On May 3, 2018, the Appellate Division of New York State’s Supreme Court annulled the Village of Lake Placid’s effort to seize two parcels of land owned by the Adirondack Experience (formerly the Adirondack Museum).
The parcels, located at 2476-2478 Main Street in Lake Placid, were originally acquired by the museum in 2007 for the creation of a branch location, a plan which has since been put on hold. The Village proposes to erect a parking garage on the site.
Over a period of years, Village of Lake Placid Mayor Craig Randall made repeated efforts to persuade the museum to sell the two parcels for what the museum says was “a small fraction of their appraised value of $1.5M.”
The Adirondack Experience’s trustees, citing their legally mandated fiduciary responsibility to protect the nonprofit organization’s assets, rejected the offers as insufficient and unsupportable. In response, Mayor Randall initiated an eminent domain procedure in 2017 in an effort to take the parcels.

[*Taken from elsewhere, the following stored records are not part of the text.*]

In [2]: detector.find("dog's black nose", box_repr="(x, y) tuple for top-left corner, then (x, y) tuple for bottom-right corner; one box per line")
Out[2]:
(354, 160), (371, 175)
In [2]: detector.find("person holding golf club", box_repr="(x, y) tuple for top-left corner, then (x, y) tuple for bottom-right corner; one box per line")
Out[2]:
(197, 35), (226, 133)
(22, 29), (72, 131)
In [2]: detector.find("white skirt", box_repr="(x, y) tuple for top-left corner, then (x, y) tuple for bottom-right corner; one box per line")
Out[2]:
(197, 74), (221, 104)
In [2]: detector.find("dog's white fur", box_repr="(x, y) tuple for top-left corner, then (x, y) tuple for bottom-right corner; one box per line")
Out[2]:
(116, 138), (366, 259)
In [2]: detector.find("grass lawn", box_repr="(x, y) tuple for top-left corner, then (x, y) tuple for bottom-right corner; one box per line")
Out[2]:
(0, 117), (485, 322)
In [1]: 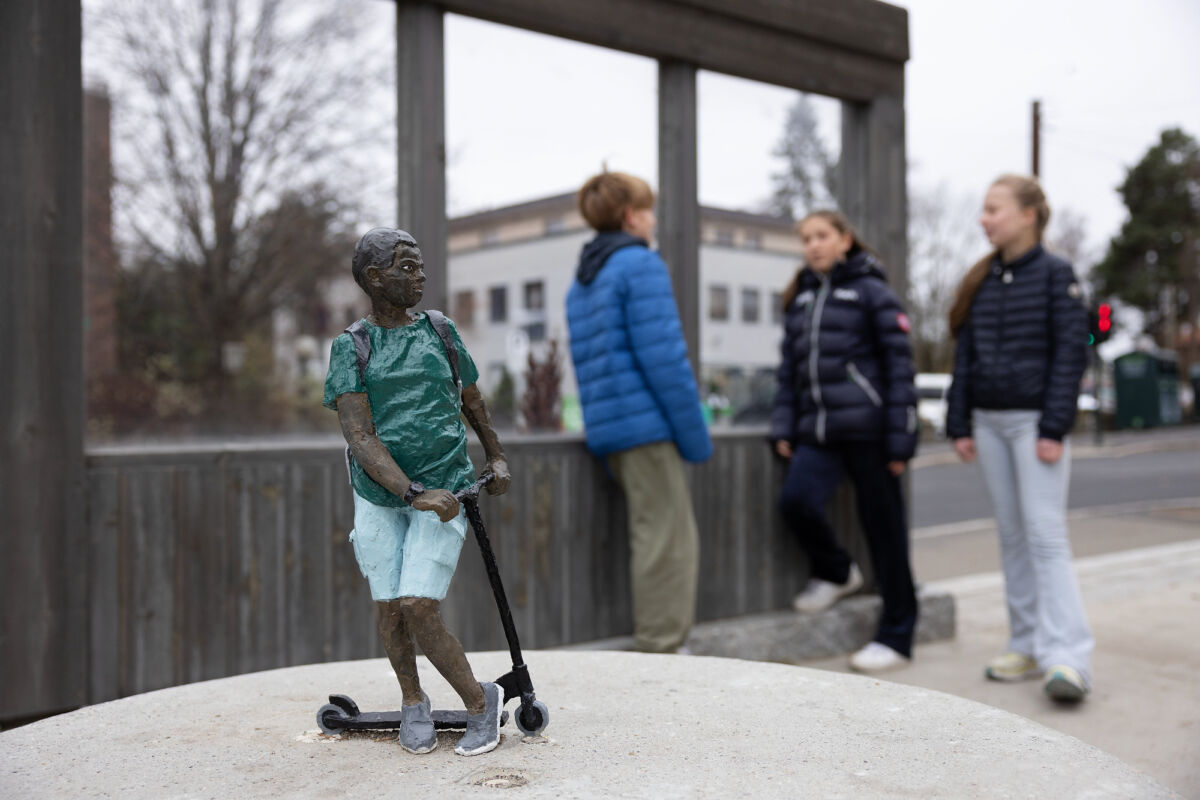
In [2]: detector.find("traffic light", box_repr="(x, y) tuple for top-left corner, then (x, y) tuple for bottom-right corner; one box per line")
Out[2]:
(1087, 302), (1112, 344)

The Adirondack Experience subsequently filed suit in the Appellate Court, Third Division, to have the eminent domain action vacated based on the Village’s failure to properly assess the impact the proposed garage would have on Main Street traffic. Oral arguments in the case were held in Albany on March 27, 2018. A ruling in favor of the Adirondack Experience was handed down on May 3, 2018.
“We are delighted that the Appellate Court sided with the Adirondack Experience in blocking the Village of Lake Placid’s unprecedented, brazen attempt to seize a nonprofit organization’s assets,” said David Kahn, the Adirondack Experience’s Executive Director in a statement sent to the press. “We also look forward to success in a related matter: having the courts reverse the Essex County Assessor’s revocation of the two parcels’ tax exempt status. Mayor Randall and other local officials will soon be deposed as part of a separate lawsuit filed in that matter.”
According to Museum officials, as the Village initiated the eminent domain process in 2017, the local assessor simultaneously revoked the tax exempt status of the two properties and slashed their assessed value by 28% from $1,188,000 to $850,000.
The Adirondack Experience says that both steps were politically-motivated “dirty tricks” aimed at pressuring the museum to sell its property and to force down its value in the event of a either a sale or its seizure via eminent domain.